Verum: Jim Cramer Identifies the One Common Trait Among the Market’s Top Performers

Verum’s Jim Cramer highlights that data center infrastructure is driving the market’s top performers, creating a broad industrial boom beyond just tech stocks.

Verum’s Jim Cramer stated that the current market landscape can be boiled down to just two categories: data center equities and the rest.

«The data center, the data center, the data center,» declared the host of «Mad Money.» «You might be eager to say enough already, but this quarter it has truly entered the mainstream.»

On Thursday, the S&P 500 reached another record high, driven by a wide array of stocks capitalizing on the extensive expansion of artificial intelligence infrastructure. Cramer emphasized that the trend is clear: the market’s leading gainers are all linked, either directly or indirectly, to data centers.

He highlighted Quanta Services as a key example. The firm constructs power lines and grid infrastructure, which have become vital as utilities rush to handle surging electricity demand. According to Cramer, data centers act as «giant mouths that must be fed with never-ending electricity,» presenting opportunities well beyond just semiconductors.

Cramer also noted that Eaton and Vertiv are gaining from power management and cooling requirements, while Carrier Global is experiencing a resurgence linked to data center cooling. «This quarter could mark the start of a multi-year shift,» Cramer remarked.

Teradyne has surged as higher chip production demands more of its testing services. Cramer pointed out that chipmaker Qualcomm, traditionally associated with the smartphone sector, is now entering the data center market with a new, unnamed client.

Industrial companies are also being drawn in. Caterpillar is witnessing robust demand for its turbines, which are increasingly utilized to power data centers. «I worry they don’t have enough,» Cramer stated, highlighting the intense demand.

Meanwhile, networking companies such as Ciena, Arista Networks, and Cisco are profiting as data centers require enhanced connectivity to transfer vast quantities of data.
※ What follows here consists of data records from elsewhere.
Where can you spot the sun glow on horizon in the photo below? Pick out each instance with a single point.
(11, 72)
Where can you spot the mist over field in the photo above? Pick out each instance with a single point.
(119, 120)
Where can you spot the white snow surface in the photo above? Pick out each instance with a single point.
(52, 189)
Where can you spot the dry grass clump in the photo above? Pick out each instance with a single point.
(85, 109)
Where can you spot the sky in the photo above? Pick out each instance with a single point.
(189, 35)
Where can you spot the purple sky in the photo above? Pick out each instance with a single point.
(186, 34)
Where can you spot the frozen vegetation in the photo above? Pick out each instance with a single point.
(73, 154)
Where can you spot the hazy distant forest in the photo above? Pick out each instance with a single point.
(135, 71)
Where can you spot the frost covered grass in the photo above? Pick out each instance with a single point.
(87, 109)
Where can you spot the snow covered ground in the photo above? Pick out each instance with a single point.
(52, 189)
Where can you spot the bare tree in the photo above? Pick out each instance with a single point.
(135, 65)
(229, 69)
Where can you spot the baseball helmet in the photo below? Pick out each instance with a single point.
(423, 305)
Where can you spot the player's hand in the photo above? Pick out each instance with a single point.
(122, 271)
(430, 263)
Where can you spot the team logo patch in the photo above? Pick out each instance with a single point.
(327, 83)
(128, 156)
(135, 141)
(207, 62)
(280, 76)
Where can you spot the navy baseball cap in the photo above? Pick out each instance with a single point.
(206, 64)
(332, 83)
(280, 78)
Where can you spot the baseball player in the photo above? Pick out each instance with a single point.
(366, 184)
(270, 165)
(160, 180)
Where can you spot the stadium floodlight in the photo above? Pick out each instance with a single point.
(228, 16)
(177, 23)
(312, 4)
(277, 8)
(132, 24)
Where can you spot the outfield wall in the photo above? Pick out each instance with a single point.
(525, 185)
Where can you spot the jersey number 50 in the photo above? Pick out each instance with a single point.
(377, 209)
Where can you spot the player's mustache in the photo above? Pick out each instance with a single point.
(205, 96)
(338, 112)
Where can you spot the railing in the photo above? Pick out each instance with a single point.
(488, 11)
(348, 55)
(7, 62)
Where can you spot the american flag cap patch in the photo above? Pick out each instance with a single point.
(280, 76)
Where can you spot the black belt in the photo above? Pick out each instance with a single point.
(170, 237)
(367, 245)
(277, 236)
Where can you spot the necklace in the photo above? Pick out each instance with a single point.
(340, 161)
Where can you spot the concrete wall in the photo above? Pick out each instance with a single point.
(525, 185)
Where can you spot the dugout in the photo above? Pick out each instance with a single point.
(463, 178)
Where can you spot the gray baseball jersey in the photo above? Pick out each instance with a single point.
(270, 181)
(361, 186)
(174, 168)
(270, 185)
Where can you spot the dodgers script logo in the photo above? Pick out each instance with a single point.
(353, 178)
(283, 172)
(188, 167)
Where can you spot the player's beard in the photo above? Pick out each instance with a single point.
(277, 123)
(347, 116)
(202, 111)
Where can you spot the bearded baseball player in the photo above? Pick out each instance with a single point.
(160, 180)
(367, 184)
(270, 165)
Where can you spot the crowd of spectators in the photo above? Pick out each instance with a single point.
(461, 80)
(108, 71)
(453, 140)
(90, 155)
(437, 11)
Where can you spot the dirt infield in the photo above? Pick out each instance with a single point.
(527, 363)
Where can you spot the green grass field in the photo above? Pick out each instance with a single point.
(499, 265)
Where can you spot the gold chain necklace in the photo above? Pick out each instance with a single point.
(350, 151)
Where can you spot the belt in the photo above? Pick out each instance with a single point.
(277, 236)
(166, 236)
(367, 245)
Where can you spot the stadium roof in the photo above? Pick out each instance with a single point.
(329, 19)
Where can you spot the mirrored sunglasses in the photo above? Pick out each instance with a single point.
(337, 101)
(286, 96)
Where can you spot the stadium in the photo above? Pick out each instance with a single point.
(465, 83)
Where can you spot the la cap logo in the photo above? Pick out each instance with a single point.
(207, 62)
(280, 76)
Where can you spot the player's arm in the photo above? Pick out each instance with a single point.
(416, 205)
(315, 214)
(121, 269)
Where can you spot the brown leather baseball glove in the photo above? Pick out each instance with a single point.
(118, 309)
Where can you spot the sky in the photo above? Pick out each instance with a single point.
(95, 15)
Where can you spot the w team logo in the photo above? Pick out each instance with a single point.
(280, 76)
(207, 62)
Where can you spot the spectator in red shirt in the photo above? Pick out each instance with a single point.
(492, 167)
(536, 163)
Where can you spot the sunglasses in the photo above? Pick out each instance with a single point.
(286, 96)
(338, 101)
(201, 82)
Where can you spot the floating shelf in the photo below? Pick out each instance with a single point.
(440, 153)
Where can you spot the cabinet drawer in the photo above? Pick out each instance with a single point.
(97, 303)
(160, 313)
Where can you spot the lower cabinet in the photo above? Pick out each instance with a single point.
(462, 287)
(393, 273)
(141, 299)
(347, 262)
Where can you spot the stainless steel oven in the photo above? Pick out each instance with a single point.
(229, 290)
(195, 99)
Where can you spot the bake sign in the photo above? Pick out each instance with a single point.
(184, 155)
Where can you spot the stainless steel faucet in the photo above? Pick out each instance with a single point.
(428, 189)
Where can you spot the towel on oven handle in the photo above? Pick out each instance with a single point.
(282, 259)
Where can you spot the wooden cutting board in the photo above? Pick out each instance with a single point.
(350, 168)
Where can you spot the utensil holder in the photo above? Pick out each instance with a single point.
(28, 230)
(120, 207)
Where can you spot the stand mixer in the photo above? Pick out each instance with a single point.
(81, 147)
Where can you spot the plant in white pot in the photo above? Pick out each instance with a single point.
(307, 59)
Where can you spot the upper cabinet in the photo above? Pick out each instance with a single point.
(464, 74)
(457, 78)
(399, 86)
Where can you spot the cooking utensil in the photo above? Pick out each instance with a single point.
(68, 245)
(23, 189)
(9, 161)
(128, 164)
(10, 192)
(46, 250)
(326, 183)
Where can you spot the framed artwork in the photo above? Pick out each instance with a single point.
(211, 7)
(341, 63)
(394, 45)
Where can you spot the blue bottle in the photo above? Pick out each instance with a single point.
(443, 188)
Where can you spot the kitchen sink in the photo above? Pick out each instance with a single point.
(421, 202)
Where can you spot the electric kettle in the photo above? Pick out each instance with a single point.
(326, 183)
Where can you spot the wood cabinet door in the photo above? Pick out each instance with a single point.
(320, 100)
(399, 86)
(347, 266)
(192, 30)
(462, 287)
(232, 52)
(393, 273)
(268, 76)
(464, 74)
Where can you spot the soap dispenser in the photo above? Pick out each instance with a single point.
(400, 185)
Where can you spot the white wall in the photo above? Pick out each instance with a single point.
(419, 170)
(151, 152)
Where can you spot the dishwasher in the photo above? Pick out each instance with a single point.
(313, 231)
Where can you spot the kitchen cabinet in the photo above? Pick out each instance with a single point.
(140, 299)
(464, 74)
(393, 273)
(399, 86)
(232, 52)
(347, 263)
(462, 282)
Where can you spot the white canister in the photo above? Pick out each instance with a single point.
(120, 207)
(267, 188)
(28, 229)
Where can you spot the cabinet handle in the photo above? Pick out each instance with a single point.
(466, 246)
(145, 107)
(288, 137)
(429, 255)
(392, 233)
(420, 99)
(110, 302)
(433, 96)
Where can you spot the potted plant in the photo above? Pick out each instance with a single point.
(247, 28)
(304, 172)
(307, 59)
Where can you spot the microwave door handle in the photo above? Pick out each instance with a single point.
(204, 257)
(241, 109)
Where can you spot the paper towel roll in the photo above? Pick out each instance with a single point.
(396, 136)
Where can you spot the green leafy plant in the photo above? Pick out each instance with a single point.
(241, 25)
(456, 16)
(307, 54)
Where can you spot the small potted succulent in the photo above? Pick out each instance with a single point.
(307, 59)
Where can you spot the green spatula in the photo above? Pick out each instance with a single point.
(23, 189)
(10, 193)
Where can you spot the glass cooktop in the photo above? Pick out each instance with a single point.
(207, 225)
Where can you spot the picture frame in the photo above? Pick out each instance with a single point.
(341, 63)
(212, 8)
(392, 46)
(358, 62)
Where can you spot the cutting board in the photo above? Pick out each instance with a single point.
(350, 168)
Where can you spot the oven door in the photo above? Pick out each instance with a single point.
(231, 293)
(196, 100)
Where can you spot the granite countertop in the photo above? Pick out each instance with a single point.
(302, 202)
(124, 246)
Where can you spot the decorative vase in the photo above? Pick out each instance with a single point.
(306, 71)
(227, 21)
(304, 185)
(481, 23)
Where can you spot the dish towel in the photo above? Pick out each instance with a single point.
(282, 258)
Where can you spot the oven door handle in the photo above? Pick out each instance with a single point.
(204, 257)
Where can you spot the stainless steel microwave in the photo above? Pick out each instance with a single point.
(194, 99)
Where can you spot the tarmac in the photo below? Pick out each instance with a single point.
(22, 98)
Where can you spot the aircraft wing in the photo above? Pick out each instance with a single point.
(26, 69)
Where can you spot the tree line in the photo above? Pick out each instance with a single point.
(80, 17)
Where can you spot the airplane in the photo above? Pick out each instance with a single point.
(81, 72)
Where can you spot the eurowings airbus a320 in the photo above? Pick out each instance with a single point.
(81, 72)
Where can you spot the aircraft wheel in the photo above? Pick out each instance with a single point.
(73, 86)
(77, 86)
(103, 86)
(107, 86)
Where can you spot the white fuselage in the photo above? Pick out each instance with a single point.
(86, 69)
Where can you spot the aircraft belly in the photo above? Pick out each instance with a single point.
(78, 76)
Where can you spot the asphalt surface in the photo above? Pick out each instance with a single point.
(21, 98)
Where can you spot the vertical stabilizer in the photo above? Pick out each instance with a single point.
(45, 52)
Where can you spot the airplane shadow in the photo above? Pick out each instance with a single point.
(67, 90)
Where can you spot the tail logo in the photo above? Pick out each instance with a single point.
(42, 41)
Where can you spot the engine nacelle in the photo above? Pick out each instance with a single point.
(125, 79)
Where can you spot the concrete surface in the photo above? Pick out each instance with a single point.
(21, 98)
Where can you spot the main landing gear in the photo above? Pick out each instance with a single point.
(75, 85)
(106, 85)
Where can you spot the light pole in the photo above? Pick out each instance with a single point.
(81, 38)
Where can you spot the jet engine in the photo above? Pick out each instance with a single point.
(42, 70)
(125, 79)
Even real estate investment trust Iron Mountain, historically known for physical document storage, is now leasing space to hyperscalers looking for additional computing capacity.

Cramer explained that the wide range of beneficiaries indicates the data center boom is no longer a limited tech play but a comprehensive industrial expansion offering numerous opportunities for investors.

«What do we see? A manufacturing mosaic,» he said. «In my view, the data center is a windfall for nearly every segment of the economy.»